Dünya Bankası eski Baş Ekonomisti Branko Milanoviç, blogundaki “BRICS ve bugünkü bağlantısızlık” başlıklı yazısında oluşumun son genişlemesini doğrudan NATO’nun genişlemesiyle bağlantılandırıyor. NATO’nun hiyerarşik, monolitik ve askeri bir ittifak olduğunu, buna karşın BRICS’in bu özelliklerin hiçbirini taşımadığını söylüyor. BRICS heterojen, birbiriyle politik uyuşmazlık içinde ülkelerden oluşsa da, onları NATO’nun derinleştirmeye çalıştığı yeni Soğuk Savaş’a taraf olmak istememe iradesinin birleştirdiğini öne sürüyor.
Tarihsel bir paralellik kurmak gerekirse, 50’ler sonunda, 60’lar başında yükselen bağlantısızlar hareketinin benzer bir nitelik taşıdığını, Batı ile Doğu arasında sürdürülen Soğuk Savaş’ta taraf seçmek istememe motivasyonunun farklı rejimlere sahip ülkeleri bir araya getirdiğini hatırlatıyor. Hareketin Soğuk Savaş’ın bitmesiyle sönümlenmesinin tezinin doğruladığını vurguluyor.
Milanoviç’e göre söz konusu ülkeler ortak fikirleri, değerleri, çıkarları paylaşmasalar da, küresel ticaret, vekalet ve gerçek savaşlara katılmayı reddetmeleri onları yaklaştırıyor. Peki o zaman küresel hegemonya mücadelesinin iki temel aktöründen Çin’in burada nasıl yer aldığı sorulabilir. Çünkü Çin, ABD tarafından çatışma minderine neredeyse zorla çekilen; teknolojik atılımlarıyla, kapitalist küreselleşme ortamında artan rekabet gücüyle, dünya ekonomisinde giderek daha fazla hissedilen ağırlığıyla doğal yollardan dünya liderliğine yol aldığını düşünen bir ülkeydi.

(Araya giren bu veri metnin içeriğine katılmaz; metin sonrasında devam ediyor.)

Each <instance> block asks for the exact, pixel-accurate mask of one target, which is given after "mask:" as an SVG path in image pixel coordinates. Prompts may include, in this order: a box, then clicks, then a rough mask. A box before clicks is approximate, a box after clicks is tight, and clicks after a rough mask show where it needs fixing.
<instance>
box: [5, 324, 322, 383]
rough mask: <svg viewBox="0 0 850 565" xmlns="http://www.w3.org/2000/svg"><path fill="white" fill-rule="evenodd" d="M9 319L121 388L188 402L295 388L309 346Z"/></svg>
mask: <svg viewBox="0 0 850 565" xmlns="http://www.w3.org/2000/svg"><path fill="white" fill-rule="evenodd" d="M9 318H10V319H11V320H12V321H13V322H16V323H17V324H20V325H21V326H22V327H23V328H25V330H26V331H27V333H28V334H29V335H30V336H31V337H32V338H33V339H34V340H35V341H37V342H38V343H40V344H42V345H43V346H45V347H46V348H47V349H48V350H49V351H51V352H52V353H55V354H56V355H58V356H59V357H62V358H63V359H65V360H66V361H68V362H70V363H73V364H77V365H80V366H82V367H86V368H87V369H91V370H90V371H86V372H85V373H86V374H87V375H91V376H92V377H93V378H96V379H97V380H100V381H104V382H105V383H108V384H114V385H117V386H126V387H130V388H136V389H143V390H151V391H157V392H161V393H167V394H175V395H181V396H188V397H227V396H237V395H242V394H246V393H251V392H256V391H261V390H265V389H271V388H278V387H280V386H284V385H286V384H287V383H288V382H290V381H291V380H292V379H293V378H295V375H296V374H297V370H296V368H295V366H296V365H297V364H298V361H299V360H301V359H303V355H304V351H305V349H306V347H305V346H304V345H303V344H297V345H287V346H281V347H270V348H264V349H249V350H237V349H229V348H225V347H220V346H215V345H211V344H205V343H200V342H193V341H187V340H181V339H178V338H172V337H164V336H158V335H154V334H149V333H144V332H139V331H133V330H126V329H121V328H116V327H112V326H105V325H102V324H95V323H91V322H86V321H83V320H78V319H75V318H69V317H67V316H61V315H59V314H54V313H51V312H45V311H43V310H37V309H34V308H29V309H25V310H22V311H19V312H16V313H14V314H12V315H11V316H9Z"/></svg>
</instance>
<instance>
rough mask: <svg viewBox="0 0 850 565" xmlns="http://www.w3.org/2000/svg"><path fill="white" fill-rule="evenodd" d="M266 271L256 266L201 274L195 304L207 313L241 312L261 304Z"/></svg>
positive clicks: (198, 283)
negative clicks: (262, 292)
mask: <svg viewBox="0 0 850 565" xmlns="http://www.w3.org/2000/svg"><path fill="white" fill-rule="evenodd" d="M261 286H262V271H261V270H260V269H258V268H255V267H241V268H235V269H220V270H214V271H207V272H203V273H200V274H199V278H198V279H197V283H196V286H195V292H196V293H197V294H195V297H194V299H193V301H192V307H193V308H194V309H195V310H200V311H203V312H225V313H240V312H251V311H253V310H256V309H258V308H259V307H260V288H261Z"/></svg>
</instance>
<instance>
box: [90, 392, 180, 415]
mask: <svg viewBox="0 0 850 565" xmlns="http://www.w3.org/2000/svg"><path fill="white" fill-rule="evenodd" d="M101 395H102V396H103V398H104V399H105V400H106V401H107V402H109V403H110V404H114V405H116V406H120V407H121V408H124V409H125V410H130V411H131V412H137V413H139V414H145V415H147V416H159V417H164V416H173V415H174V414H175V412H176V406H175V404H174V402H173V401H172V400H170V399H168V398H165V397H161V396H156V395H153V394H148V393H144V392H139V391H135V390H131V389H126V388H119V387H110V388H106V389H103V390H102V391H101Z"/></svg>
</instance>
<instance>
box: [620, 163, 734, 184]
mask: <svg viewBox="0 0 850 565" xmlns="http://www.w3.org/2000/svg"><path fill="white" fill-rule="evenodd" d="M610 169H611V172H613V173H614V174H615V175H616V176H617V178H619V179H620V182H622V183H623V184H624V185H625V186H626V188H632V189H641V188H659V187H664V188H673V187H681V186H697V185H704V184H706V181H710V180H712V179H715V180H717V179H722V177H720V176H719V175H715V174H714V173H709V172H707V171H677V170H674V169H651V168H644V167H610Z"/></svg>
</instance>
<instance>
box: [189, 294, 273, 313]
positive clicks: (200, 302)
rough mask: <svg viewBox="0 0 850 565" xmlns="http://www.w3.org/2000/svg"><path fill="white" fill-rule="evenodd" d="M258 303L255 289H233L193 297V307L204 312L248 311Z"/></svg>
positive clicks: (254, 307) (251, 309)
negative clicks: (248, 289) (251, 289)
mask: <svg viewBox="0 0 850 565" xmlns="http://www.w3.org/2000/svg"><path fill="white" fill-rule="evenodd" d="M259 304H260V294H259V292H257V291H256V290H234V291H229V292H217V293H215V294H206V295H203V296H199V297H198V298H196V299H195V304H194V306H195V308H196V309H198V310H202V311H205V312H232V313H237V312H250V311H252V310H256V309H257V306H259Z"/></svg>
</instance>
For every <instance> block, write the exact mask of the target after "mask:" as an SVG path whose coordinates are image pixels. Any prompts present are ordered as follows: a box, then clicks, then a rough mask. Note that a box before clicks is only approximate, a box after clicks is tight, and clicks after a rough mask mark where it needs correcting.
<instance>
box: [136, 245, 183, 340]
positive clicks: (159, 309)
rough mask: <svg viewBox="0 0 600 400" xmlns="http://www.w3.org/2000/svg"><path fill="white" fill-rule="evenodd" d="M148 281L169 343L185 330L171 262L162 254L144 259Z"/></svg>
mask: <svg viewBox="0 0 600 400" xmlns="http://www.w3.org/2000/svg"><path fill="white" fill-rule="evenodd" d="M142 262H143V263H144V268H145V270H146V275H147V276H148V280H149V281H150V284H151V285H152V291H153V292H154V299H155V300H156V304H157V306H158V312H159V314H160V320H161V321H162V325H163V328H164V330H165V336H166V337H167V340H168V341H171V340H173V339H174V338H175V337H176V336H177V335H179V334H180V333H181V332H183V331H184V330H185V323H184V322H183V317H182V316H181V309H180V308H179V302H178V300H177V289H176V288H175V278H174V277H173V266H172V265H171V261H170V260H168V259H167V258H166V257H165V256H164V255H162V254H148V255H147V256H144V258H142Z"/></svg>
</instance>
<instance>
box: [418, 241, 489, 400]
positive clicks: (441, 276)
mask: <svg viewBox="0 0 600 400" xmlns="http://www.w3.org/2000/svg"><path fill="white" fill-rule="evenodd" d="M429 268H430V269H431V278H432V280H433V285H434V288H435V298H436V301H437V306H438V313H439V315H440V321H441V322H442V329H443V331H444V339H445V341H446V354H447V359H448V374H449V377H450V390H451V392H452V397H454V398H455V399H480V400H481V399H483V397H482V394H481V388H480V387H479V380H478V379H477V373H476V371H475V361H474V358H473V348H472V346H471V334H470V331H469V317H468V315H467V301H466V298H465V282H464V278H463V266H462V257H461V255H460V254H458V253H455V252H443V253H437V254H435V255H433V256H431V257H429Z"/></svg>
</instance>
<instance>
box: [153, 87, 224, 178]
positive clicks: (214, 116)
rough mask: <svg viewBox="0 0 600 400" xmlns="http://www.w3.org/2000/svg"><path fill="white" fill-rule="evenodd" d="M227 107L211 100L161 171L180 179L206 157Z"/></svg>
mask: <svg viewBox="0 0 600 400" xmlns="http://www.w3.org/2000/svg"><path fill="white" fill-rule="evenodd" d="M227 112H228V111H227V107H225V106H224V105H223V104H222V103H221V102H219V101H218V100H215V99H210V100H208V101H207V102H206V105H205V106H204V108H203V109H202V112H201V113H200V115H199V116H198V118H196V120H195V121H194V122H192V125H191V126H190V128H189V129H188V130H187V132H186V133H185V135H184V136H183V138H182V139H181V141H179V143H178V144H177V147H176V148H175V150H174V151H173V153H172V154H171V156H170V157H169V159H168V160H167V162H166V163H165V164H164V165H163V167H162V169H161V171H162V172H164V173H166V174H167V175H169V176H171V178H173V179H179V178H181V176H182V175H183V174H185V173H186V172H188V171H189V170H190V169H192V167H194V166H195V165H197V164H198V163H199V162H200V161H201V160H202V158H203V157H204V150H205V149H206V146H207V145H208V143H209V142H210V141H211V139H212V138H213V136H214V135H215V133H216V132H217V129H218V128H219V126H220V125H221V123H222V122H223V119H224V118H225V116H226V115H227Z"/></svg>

Financial Times’da Alec Russell ise, BRICS’de konuşlanmak isteyen ülkeleri “ortadaki güçler”, yani Washington-Pekin kutuplaşmasında doğrudan taraf olmak istemeyen devletler olarak adlandırıyor. Artık ittifakların bir fiks menü üzerinden belirlediği bir dönemden, ülkelerin manevra kabiliyetlerini arttığı alakart dünya düzenine geçildiğini öne sürüyor. Referans verdiği siyaset bilimci İvan Krastev’e göre “ortadaki güçler”, listesine Türkiye, Suudi Arabistan, İsrail hatta Almanya gibi ülkelerin yanı sıra küresel güneyden Endonezya ve Hindistan gibi küresel güneyin yükselen dev güçlerini katmak da olanaklı.
Neden bu altı ülke?
Aslında BRICS’in 6 yeni üyesinin her birinin ayrı bir gerekçesi bulunabilir. Petrol devi Suudi Arabistan ve Körfez bölgesinin ticaret merkezi BAE, geleneksel müttefikleri ABD’den kopmadan daha bağımsız bir çizgiye oturma ve dünyada meşruiyet arama gayreti içindeler. BRICS’in kurucu üyeleri, Türkiye’nin 50.7 milyar dolar yatırım beklediği BAE’nin 1.3 trilyon dolarlık ve Suudi Arabistan’ın 780 milyar dolarlık ülke yatırım fonlarının özellikle NDB’nin sermayesini güçlendirmek için seferber edilmesinden umutlular.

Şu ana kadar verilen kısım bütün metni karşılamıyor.